This repository contains the recipe, data, etc. used to perform the various analyses when examining human macrophages infected (or not), drug treated (or not) with two zymodemes of Leishmania panamensis.
In two potentially important ways this repository does not completely meet my definition of a reproducible image:
- The recipe explicitly uses the already-built image of hpgltools in the parent recipe: https://github.com/elsayed-lab/hpgltools_singularity This image was digitally signed (by me) and uploaded to the singularity hub: https://cloud.sylabs.io/library/abelew/hpgltools/hpgltools.sif Thus, I am not sure if another person can prove that I didn't do some shenanigans inside that parent image. However, I do clone the repository into /hpgltools within the resulting container, so one may trivially go into it and look around and see the state of the codebase.
- In earlier revisions of this and its sibling images, I use an explicit git commit of hpgltools to make absolutely certain that the resulting image used a known state of that repository. Given that I am using the prebuilt image in #1, that is no longer true.
- I didn't add the actual data yet to the repository. Once the manuscript is (close to?) finished, I will perform the git add of the 'data/' tarball.
- You must (for the moment) assume that I treated the raw data in a sane fashion. Once we have SRA IDs, I will create a recipe/image which may be used to explicitly create all the data used here, though that image will possibly not include the full installation of fastp,fastqc,trimomatic,samtools,freebayes,salmon,hisat,etc... I am not sure how I want to handle that yet.
If one is willing to overlook these two caveats, then I think this recipe nicely meets the definition of a reproducible codebase. It is also quite trivial to fix the above at the cost of a (much) longer build time:
- Go into the recipe.yml and change the second line to 'From: debian:stable' instead of the reference to library:// (oh, this image is not using that sylabs image yet, so I guess nevermind?)
- Change the local/bin/setup_hpgltools.sh so that the variable 'commit' points to the git commit ID of interest.
- Clone the repository.
- run 'make tmrc2_macr.sif' or 'sudo singularity build tmrc2_macr.sif tmrc2_macr.yml'
- wait a while.
- The resulting .sif file may be run as a standalone executable. It currently assumes the user set the SINGULARITY_BIND environment variable to something like 'SINGULARITY_BIND=.:/output' so that it may write its set of rendered html reports to the current working directory. Assuming that is true, it will create a new tree with a prefix of '$(date +%Y%M)' and put them there. It also copies the input data, sample sheets, etc there for one to play with.

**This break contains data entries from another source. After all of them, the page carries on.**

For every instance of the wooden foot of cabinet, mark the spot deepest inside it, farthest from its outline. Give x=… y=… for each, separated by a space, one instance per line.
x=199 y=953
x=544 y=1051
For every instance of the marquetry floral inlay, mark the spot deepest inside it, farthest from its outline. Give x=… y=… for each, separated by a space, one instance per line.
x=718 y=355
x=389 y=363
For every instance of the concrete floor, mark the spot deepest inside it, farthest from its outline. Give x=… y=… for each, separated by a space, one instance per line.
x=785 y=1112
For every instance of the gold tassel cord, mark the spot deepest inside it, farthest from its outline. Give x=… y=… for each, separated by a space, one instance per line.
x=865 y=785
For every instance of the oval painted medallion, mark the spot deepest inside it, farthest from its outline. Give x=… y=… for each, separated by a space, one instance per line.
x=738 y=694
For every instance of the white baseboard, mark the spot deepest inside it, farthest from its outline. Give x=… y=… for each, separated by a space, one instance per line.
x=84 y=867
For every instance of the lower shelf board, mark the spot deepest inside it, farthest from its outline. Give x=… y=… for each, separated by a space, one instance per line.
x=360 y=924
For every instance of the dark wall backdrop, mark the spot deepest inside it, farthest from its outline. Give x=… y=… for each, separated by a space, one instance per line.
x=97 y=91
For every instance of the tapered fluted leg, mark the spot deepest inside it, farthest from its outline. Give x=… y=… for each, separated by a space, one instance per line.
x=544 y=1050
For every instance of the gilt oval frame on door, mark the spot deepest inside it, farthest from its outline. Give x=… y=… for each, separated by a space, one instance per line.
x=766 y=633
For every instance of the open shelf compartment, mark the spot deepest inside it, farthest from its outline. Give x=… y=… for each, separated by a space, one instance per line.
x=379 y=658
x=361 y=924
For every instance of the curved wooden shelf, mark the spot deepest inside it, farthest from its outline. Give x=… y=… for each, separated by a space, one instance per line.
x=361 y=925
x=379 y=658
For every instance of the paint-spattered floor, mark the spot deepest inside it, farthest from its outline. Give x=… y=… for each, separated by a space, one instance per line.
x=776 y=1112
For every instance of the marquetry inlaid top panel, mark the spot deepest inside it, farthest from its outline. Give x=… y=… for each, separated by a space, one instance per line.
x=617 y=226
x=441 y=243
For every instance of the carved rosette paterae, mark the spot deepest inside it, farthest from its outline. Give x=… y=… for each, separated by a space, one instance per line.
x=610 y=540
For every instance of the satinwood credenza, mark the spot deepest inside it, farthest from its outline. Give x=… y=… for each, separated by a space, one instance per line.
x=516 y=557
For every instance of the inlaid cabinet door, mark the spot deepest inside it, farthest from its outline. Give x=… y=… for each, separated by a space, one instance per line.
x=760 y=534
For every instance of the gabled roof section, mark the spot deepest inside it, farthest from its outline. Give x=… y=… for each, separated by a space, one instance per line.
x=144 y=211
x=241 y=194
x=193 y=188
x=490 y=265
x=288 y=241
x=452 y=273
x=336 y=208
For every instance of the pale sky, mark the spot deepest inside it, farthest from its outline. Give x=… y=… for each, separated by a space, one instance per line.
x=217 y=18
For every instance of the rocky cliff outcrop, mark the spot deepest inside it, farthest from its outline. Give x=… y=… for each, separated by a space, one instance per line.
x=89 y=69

A change in devtools caused me to change how I install the various dependencies/prerequisites. This in theory should be more robust, but in practice is a big mess. It turns out that there is a significant population of packages which worked in 3.17 but not in 3.18. As a result I am now handling this in two passes: one where I allow devtools to install whatever version it chooses for each package -- these tend to be bioc 3.17. I then take a second pass via BiocManager::install() to update some/many to the 3.18 version.